We advised a special purpose subsidiary of Mobile Infrastructure (BEEP) on the transaction

Davis Polk advised a special purpose subsidiary of Mobile Infrastructure Corporation (BEEP) in connection with its $100 million issuance of Class A-2 notes, secured by interests in 19 asset entities owning parking facilities across the United States. This first-of-its-kind transaction is designed to enhance flexibility in BEEP’s parking portfolio, allowing it to add and remove parking facilities from the master trust financing structure over time. This transaction was privately placed under Section 4(a)(2) of the Securities Act to several life insurance company purchasers.

The transaction process involved several key components, including the creation of the master trust and the establishment of new mortgage financing across the parking portfolio. This innovative structure remains competitive with CMBS pricing, removes significant covenant limitations and aligns with BEEP’s evolving business model and long-term growth strategy.

BEEP is a publicly traded company headquartered in Cincinnati, Ohio, that owns and manages parking facilities across the United States.
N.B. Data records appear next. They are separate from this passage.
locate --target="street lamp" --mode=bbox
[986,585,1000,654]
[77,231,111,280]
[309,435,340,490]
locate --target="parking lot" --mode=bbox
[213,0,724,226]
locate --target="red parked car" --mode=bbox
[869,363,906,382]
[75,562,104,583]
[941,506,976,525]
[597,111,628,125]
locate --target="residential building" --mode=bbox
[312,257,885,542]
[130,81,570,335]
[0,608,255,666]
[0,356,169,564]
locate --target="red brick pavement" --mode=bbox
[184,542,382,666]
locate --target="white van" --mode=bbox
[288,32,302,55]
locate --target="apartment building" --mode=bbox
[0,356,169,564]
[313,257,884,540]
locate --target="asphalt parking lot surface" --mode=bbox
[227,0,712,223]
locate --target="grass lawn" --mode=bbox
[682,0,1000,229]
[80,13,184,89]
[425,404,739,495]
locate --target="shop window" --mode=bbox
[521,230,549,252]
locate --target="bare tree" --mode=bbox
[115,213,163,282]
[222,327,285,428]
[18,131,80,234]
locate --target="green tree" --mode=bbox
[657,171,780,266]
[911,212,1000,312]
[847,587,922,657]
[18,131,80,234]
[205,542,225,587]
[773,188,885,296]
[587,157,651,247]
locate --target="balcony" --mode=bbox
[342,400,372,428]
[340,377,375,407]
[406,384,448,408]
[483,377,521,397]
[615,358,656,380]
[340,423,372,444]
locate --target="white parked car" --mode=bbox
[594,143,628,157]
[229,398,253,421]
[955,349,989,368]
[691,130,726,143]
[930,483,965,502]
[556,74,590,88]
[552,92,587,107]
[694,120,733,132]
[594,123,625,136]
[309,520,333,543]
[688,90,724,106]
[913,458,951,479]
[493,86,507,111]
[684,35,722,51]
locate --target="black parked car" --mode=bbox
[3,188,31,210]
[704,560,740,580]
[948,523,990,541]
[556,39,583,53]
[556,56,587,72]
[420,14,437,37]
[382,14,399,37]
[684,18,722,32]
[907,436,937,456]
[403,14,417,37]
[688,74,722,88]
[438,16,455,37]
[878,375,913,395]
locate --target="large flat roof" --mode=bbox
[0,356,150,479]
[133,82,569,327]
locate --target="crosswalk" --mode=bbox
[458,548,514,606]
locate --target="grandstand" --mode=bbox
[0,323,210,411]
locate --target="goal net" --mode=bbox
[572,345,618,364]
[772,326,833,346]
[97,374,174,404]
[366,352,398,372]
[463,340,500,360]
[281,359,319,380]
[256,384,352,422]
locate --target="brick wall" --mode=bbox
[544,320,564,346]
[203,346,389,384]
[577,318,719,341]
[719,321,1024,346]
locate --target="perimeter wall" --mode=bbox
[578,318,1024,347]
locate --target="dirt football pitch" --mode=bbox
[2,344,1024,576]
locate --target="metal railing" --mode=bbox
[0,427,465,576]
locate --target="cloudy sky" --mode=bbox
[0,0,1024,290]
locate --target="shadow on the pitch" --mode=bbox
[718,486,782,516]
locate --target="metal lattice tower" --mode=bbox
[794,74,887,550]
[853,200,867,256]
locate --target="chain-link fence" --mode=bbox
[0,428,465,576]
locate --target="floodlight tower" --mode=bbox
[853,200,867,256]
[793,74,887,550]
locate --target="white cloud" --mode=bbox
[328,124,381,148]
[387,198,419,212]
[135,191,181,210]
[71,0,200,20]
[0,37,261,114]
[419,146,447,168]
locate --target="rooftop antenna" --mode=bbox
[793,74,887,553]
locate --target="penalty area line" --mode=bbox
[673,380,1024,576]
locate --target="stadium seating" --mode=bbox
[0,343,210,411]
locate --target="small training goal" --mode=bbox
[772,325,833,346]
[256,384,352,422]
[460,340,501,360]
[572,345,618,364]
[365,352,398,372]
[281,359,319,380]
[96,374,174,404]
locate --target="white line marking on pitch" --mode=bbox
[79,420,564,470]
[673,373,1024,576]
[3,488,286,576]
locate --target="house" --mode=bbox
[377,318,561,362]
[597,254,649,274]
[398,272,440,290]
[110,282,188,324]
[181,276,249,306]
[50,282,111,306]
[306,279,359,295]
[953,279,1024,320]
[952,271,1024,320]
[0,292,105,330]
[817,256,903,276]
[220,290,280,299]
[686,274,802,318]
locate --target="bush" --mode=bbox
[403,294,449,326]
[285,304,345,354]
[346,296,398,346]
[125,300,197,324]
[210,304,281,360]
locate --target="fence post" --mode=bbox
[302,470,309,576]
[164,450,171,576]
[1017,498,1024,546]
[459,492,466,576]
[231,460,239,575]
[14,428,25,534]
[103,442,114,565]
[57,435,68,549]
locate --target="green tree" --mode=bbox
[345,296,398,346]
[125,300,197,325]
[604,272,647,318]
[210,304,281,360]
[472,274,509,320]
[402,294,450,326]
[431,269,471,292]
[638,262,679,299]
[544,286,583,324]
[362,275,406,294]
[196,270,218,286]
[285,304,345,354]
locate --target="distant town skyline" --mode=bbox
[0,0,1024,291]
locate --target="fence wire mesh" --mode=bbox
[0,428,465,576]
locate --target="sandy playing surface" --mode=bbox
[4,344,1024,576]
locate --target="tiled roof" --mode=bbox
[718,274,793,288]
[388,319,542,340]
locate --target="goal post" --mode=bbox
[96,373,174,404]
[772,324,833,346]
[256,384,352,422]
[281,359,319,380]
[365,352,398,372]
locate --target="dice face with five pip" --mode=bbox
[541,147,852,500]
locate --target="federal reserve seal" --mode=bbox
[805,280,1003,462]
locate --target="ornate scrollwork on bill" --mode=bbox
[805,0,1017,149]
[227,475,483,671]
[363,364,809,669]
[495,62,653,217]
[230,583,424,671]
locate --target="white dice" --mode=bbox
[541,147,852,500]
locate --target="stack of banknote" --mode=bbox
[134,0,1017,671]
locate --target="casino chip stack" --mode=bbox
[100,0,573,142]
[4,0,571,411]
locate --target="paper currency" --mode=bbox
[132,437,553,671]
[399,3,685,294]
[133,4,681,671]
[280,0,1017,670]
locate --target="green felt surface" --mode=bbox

The company focuses on acquiring and optimizing parking assets in high-growth markets, particularly within the top 50 Metropolitan Statistical Areas. It owns over 40 parking facilities in 20 separate markets, with approximately 15,100 parking spaces and 5.3 million square feet of parking infrastructure.

The Davis Polk securitization team included partner Ryan D. McNaughton, counsel Bernard Tsepelman and associates Jeffrey J. Saavedra, Anthony (A.J.) Koch, Kimberly Liu, Matthew Lee and Olive Monye. Counsel Julie E. Dechen and associate Benjamin Montgomery provided real estate advice. Partner Corey M. Goodman provided tax advice. All members of the Davis Polk team are based in the New York office.